Monday, September 29, 2008

17. Ancient Data Warehousing

Although it only now has become a common term as the core of business intelligence, the practice of data warehousing has been with us for over five-hundred years. Since the early Italian renaissance, merchants have kept databases of their business transactions wherein each transaction was related to the critical dimensions that characterized its type and the effect that it had on the business.

More specifically, each transaction, representing a transfer of financial resources from one place to another, was related to the source and destination of the transfer. Each transactions was related to the place from which it was withdrawn and the place to which it was deposited in what has come to be known as double-entry bookkeeping. The record of the withdrawal was referred to as the “credit” entry and the record of the deposit was referred to as the “debit” entry.

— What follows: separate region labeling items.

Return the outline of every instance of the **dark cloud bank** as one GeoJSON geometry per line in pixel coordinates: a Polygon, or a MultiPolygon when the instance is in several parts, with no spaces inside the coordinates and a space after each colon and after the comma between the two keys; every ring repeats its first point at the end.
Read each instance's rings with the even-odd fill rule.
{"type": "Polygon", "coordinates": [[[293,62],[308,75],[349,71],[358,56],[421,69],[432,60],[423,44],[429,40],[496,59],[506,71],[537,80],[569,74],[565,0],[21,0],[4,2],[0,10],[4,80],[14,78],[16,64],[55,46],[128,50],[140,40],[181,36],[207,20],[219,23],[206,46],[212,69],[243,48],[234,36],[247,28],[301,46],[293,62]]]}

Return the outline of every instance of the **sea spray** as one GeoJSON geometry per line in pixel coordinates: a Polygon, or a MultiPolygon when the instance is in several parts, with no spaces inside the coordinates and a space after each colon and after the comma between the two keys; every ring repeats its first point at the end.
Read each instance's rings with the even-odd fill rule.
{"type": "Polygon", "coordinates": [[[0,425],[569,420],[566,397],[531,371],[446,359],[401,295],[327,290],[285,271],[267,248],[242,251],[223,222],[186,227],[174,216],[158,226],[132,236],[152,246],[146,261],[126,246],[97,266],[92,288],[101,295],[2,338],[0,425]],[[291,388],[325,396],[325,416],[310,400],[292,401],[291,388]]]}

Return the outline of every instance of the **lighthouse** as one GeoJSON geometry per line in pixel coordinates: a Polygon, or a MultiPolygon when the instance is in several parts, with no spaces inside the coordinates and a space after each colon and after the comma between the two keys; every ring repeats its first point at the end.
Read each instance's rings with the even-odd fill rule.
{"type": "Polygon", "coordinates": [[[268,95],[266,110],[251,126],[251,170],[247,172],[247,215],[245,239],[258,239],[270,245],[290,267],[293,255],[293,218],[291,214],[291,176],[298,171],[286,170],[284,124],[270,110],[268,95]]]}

Like all data warehouses, each of transactions was also related to the date of its occurrence, allowing the merchant to sort and sum the transactions to measure the activity of the business during given periods of time. Furthermore, the financial state of a business could be determined by summing the deposits to a given account, then summing the withdrawals from the same, and finding the account’s “balance,” or state, by subtracting the withdrawals from the deposits.

This process of relating transactions to its critical factors (“dimensions”) and summing the transactions according to these critical factors is exactly how a modern data warehouse is used. The data warehouse, the central focus of the field of business intelligence, is universally implemented as a multidimensional database. The multidimensional database, like the bookkeeper’s journal, is made up of chronologically ordered records that represent business transactions with each transaction related to the customers, products, accounts, dates, and other “dimensions” of its existence. The data warehouse is, in effect, a journal of business transactions in the same way that the accountant’s book of original entry (his “journal”) is.

So, what is the difference between a traditional bookkeeping journal and a modern data warehouse? Only the existence of the SQL language (or some equivalent database query language). The modern query language, allows the user to sum and sort transactions by any combination of its many dimensions, including the transactions date and its debit and credit accounts.

Because the renaissance bookkeeper did not have modern database automation, he needed to first sort the transactions into individual databases (called “ledger accounts”) and then sort them again into rigid time frames (called “reporting periods”). Because of these once necessary and arduous sorting tasks, the business intelligence of times past was slow, expensive, error-prone, and untimely. And because we have not integrated financial reporting and analysis into common business intelligence practices, financial information has continued to be untimely to this day.

Friday, September 26, 2008

16. Flow, Measurement, and Analysis

There are three simple ideas that will revolutionize financial information in the twenty-first century. All financial information is derived from the fundamental data that is recorded by double-entry bookkeepers and reported by accountants in various GAAP reports. By going to the original meaning of fundamental double-entry data, more financial information will be produced and financial resources can be more wisely allocated.

  1. Financial data has for over five-hundred years been stored in what is now called a data warehouse. The records of financial transactions in a traditional bookkeeping journal are fundamentally the same as a data warehouse, differing only because of the primitive forms of recording that existed before automation. We need to update the journal according to modern data warehouse techniques.
  2. Financial data is far more intuitive and easy to understand in its original intent and has become complicated and obscure because that original intent has been lost by modern accountants. The most significant cause of this obscurity is the so-called accounting equation, which was developed with a primitive numbering system, is mathematical nonsense, and serves to make the simple concepts of finance nearly incomprehensible.
  3. The primary thing that double-entry bookkeeping is doing is keeping track of the flow or movement of financial resources from one financial space to another. The GAAP reports report balances or changes in balances in those financial spaces rather than the flow. This is primarily due to the lack of automation during the development of traditional accounting. In the 1980’s, the financial world moved toward the tracking of flow with the addition of the Cash Flow Statement. This is an improvement in the right direction, but it is just a start to the real financial analysis that comes from studying the flow of all of the resources.

I have dealt with these ideas in my two books, Banking the Past and The Tao of Financial Information. Banking the Past addressed the first idea while The Tao of Financial Information addressed the last two. In following blog posts, I will summarize the powerful solutions offered in those two works. By returning to the foundation of financial information, we can profoundly increase the intelligence that we use in allocating our resources.